Çulhacılık (culhacılık), Şanlıurfa'ya has bir el işi sanatı. Bu sanat, 800 yıldır icra ediliyor. Ancak 2021 yılında Şanlıurfa'ya coğrafi işaret de kazandıran culhacılık günümüzde yok olmak üzere. Geçmişte Şanlıurfa'da bini aşkın çulha tezgahı ve usta bulunurken, 1980'lerde ithal mallarla sayı azalmaya başlıyor. "İdil, nerden aklına geldi şimdi culha? Biliyoruz yerel dokuma yöntemlerini, el işini, doğal kumaşları seviyorsun da şimdi nerden çıktı bu konu" diye içinizden geçirdiğinizi duyar gibiyim... Yazılarımı takip edenler bu coğrafyanın dokuma geleneklerine, el işlerine ve doğal kumaşlarına ne kadar hayran olduğumu bilir. Bunlara bir de kadın istihdamının artırılması eklenirse tam olarak benim desteklediğim 'sürdürülebilir moda' anlayışına uygun bir konu oluyor aslına bakarsanız. Geçtiğimiz hafta bu özel el işi sanatının sürdürülmesi, yeni nesil dokumacıların özellikle de kadın dokumacıların yetiştirilmesi üzerine çok anlamlı bir projeyi keşfetme şansı yakaladım. Günümüz dünyasında böyle özel bir el işinin sürdürülebilir bir şekilde nesillere aktarılabilmesi için dokunan kumaşların satılması gerekiyor. Bunun için de bu klasik sanata moda ve tasarım dokunuşu gerekli... Katıldığım projede dokunan özel kumaşların, tasarımcı gözüyle yeniden hayata karışmasını sağlayan kişi Çiğdem Akın'ı... Onun tasarımıyla kumaşların bambaşka bir ruha büründüğü Şanlıurfa'da düzenlenen çok özel bir defileye katılma şansı yakaladım. Defile sonrasında da Akın ile hem bu proje hem de kendi tasarım dünyası hakkında sohbet ettik.
GÜNÜMÜZE UYARLADI
- Şu an Haliliye Belediyesi Geleneksel El Sanatları Merkezi'ndeyiz. Yün, pamuk ve floş adı verilen ipek ipliğinden dokunan bezlerin bulunduğu, yöresel teknikler ve doğal boyalarla boyanan ipliklerin yer aldığı atölyeyi gezme şansı yakaladım biraz önce... Nasıl oldu, nasıl dahil oldunuz bu proje biraz anlatır mısınız?

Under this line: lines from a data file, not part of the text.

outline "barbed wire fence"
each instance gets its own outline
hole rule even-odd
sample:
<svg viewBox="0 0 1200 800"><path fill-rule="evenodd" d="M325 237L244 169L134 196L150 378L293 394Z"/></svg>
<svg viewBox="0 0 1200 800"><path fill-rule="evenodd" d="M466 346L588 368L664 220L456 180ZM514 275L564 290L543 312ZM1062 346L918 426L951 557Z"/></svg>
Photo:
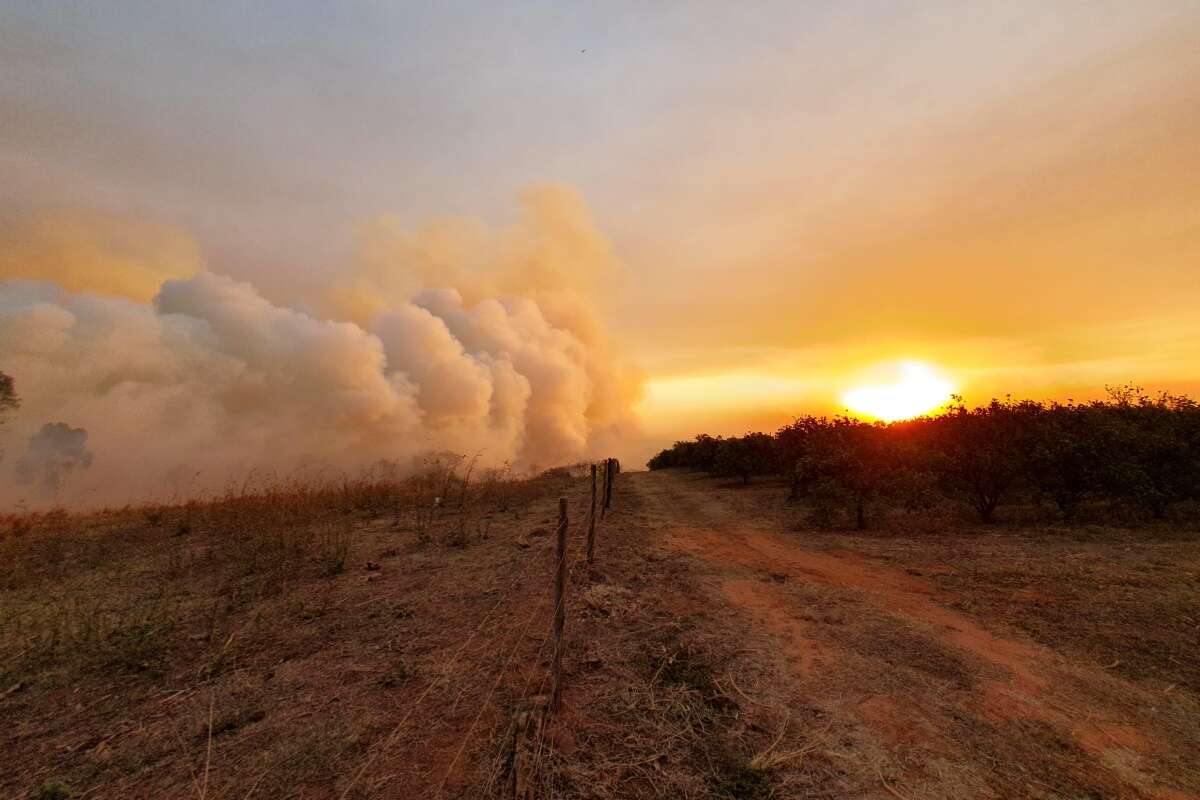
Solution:
<svg viewBox="0 0 1200 800"><path fill-rule="evenodd" d="M546 724L549 718L557 713L562 705L562 658L566 651L567 639L564 630L567 604L567 587L575 568L586 561L588 565L595 562L596 552L596 513L599 507L600 519L603 519L612 506L615 479L620 471L620 462L615 458L607 458L599 475L601 490L597 491L597 464L590 469L591 492L588 510L584 522L587 528L586 547L568 566L567 564L567 529L566 500L559 500L559 536L557 541L556 570L555 570L555 608L554 626L547 638L552 636L554 641L554 658L550 668L542 674L537 692L529 697L526 708L514 715L511 726L511 755L508 759L509 778L508 794L514 800L531 800L533 797L534 779L541 762L546 745ZM546 646L546 640L538 648L536 658L541 657L541 651ZM546 682L550 682L549 695L543 695ZM528 694L528 689L526 689Z"/></svg>
<svg viewBox="0 0 1200 800"><path fill-rule="evenodd" d="M601 462L589 464L590 477L590 492L588 493L587 506L580 516L577 516L575 524L572 525L570 519L570 508L566 497L560 497L558 501L558 523L555 528L555 559L553 562L554 572L551 581L547 581L542 589L538 592L536 599L532 603L532 609L529 615L516 626L515 635L511 641L507 640L506 634L501 634L496 638L496 641L501 642L499 647L500 657L497 659L499 668L496 671L494 679L490 681L487 694L479 703L478 710L472 718L467 730L464 732L462 739L456 749L453 758L450 760L445 773L443 774L436 790L430 797L442 798L447 784L451 776L454 774L455 767L461 761L467 748L471 744L475 736L479 723L482 721L484 714L490 707L492 698L495 696L500 685L503 683L504 677L509 673L511 666L516 660L521 644L525 641L530 629L534 626L538 619L539 612L545 609L545 599L550 593L551 588L554 592L553 613L550 616L550 624L546 634L542 637L537 650L533 654L534 664L540 664L543 653L547 645L552 646L551 660L548 667L543 670L536 668L530 671L529 676L522 687L521 697L524 699L519 702L517 711L513 714L512 720L509 723L508 732L504 741L503 752L500 758L499 768L493 771L488 791L496 793L499 790L501 796L511 797L515 800L531 800L534 777L537 773L538 765L541 761L542 752L546 745L546 729L553 715L558 712L562 704L563 691L563 659L566 655L568 637L566 631L566 610L568 603L568 588L571 585L571 580L575 575L575 570L580 564L587 563L589 565L595 563L596 558L596 539L598 522L602 521L608 514L612 506L613 490L615 486L616 476L620 472L620 463L615 458L606 458ZM575 535L572 536L571 534ZM582 540L582 547L576 547L576 554L569 558L571 540ZM524 584L527 577L533 571L534 565L542 563L540 559L530 558L521 568L519 573L511 580L514 588ZM504 604L505 600L509 599L508 595L501 593L496 602L487 610L480 618L475 627L467 634L462 643L455 648L450 657L443 662L439 672L443 676L453 674L459 665L459 661L467 648L470 647L484 631L485 626L492 621L496 612ZM486 668L484 668L486 669ZM479 674L484 670L474 670L474 674ZM537 689L530 694L530 689L533 686L534 677L540 675ZM400 714L396 725L390 730L388 735L382 742L374 748L370 757L368 757L351 776L349 782L343 788L340 798L346 800L350 796L356 786L359 785L363 776L374 766L381 758L392 751L396 743L400 740L405 727L413 718L417 709L424 701L433 693L434 689L442 685L443 680L432 680L429 684L413 699ZM547 691L547 684L549 690ZM463 680L457 697L455 698L452 707L457 707L462 701L467 687L471 685L470 681ZM503 785L498 785L503 782Z"/></svg>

- İlk tanıtıma katıldınız şu an çok keyifli. İlk önce Türk medyasına ve sosyal medyadan içerik üreten arkadaşlarımıza hazırladığımız koleksiyonu göstermek istedik. Gelecek sene çok daha büyük bir defile üzerine şimdiden çalışmaya başladık. Bir kelebek etkisiyle bu kumaşın, bu dokuma kültürünün hayatımızda daha geniş yer almasını istiyoruz hepimiz.
- Ne kadar süre önce bu projeye dahil oldunuz?

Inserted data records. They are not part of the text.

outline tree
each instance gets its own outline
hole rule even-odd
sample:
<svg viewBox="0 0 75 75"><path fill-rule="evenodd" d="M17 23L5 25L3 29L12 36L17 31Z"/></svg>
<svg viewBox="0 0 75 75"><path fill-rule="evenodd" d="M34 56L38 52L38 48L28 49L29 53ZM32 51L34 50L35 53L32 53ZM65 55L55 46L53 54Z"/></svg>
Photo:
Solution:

- Ben moda tasarımcısı olarak projeye dahil olduğumda kumaşların dokumasının büyük kısmı bitmişti. Bir dönem hayat içinde yer alan bu kumaşları daha modern bir şekilde günümüz hayatına adapte etmem istendi. Altı aydan kısa süre içinde bu kumaşların kendisini göstereceği, hayatlarımızda da yeri olan tasarımlar yaptım. Bugün defilede de bu tasarımları mankenler üzerinde gördünüz.
- Bu projenin bir önemli noktası da kadın istihdamının artırılması hedefi...

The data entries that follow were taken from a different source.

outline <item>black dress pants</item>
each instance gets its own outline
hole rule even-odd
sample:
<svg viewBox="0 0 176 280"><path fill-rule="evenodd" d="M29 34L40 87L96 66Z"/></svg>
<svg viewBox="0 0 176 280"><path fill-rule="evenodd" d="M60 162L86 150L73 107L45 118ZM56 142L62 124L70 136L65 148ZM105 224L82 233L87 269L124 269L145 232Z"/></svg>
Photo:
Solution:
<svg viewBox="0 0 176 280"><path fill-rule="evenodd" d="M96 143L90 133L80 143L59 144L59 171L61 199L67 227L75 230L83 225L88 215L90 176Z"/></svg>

- Kapı açmayı kişisel olarak çok seviyorum. Bu projede ana amaçlardan biri kadınların bu değerli el işi sanatıyla bir araya gelmesini sağlamak. Kadınların çalışacağı bir iş dalı olmasını sağlamak. Şu an kadınlar eğitim alıyor. Bu özel kumaşlar dokunuyor. Ve bu dokunan kumaşlar sonunda tasarım ile buluşup birçok noktada satılır hale geldiğinde tüm bu kadınların maddi olarak güçlenmesi de sağlanacak.
YEDİNCİ YÜZYILDAN BERİ HAYATIMIZDA
Türkiye Cumhuriyeti Cumhurbaşkanlığı İletişim Başkanlığı'nın internet sitesine giriyorum bu özel el işini araştırırken. Sitede culha hakkında, "7'nci yüzyılda Evliya Çelebi tarafından yazılan Seyahatname'de, 'Urfa'da pamuk ipliğinden kapı gibi sağlam bez dokunuyor' sözleriyle anlatılıyor çulhacılık sanatı. Dünya mirası tarihi değerleri ile bilinen kadim şehir Şanlıurfa, yüzyıllar önce bu topraklarda doğan geleneksel dokuma sanatı olan çulhacılığın da anavatanı. İnsanlık tarihinin yeniden yazılmasına neden olan Göbeklitepe'yi sınırlarında bulunduran merkez Haliliye ilçesinde, çulhacılık yeniden dirilişe geçti. Teknolojiye yenik düşen birçok geleneksel el sanatı gibi unutulmaya yüz tutan çulhacılık, merkez Haliliye ilçe Belediyesinin kurduğu Geleneksel El Sanatları Merkezi (GESEM) ile adeta küllerinden doğuyor.